While the early 19th century had seen rapid progress in electrical science, the late 19th century would see the greatest progress in electrical engineering. Through such people as Nikola Tesla, Galileo Ferraris, Oliver Heaviside, Thomas Edison, Ottó Bláthy, Ányos Jedlik, Sir Charles Parsons, Joseph Swan, George Westinghouse, Ernst Werner von Siemens, Alexander Graham Bell and Lord Kelvin, electricity turned from a scientific curiosity into an essential tool for modern life, becoming a driving force of the Second Industrial Revolution.
In 1887, Heinrich Hertz discovered that electrodes illuminated with ultraviolet light create electric sparks more easily. In 1905 Albert Einstein published a paper that explained experimental data from the photoelectric effect as being the result of light energy being carried in discrete quantized packets, energising electrons. This discovery led to the quantum revolution. Einstein was awarded the Nobel Prize in 1921 for "his discovery of the law of the photoelectric effect". The photoelectric effect is also employed in photocells such as can be found in solar panels and this is frequently used to make electricity commercially.
The first solid-state device was the "cat's whisker" detector, first used in 1930s radio receivers. A whisker-like wire is placed lightly in contact with a solid crystal (such as a germanium crystal) in order to detect a radio signal by the contact junction effect. In a solid-state component, the current is confined to solid elements and compounds engineered specifically to switch and amplify it. Current flow can be understood in two forms: as negatively charged electrons, and as positively charged electron deficiencies called holes. These charges and holes are understood in terms of quantum physics. The building material is most often a crystalline semiconductor.
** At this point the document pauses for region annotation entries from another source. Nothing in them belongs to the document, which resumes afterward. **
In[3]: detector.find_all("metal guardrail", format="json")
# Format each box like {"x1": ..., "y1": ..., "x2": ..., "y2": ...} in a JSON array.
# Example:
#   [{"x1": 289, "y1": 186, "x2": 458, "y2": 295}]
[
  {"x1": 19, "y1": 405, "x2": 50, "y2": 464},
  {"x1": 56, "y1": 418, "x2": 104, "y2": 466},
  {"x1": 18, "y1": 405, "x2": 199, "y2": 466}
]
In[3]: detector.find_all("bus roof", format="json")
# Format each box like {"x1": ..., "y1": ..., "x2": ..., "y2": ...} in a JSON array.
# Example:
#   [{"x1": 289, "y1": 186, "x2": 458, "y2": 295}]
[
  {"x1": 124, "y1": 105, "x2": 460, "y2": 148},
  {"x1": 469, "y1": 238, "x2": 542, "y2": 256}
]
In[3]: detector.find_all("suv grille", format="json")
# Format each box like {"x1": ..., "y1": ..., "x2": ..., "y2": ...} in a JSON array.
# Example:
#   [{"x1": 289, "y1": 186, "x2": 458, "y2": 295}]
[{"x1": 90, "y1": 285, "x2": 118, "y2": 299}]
The solid-state device came into its own with the invention of the transistor in 1947. Common solid-state devices include transistors, microprocessor chips, and RAM. A specialized type of RAM called flash RAM is used in flash drives and more recently, solid state drives to replace mechanically rotating magnetic disc hard drives. Solid state devices became prevalent in the 1950s and the 1960s, during the transition from vacuum tube technology to semiconductor diodes, transistors, integrated circuit (IC) and the light-emitting diode (LED).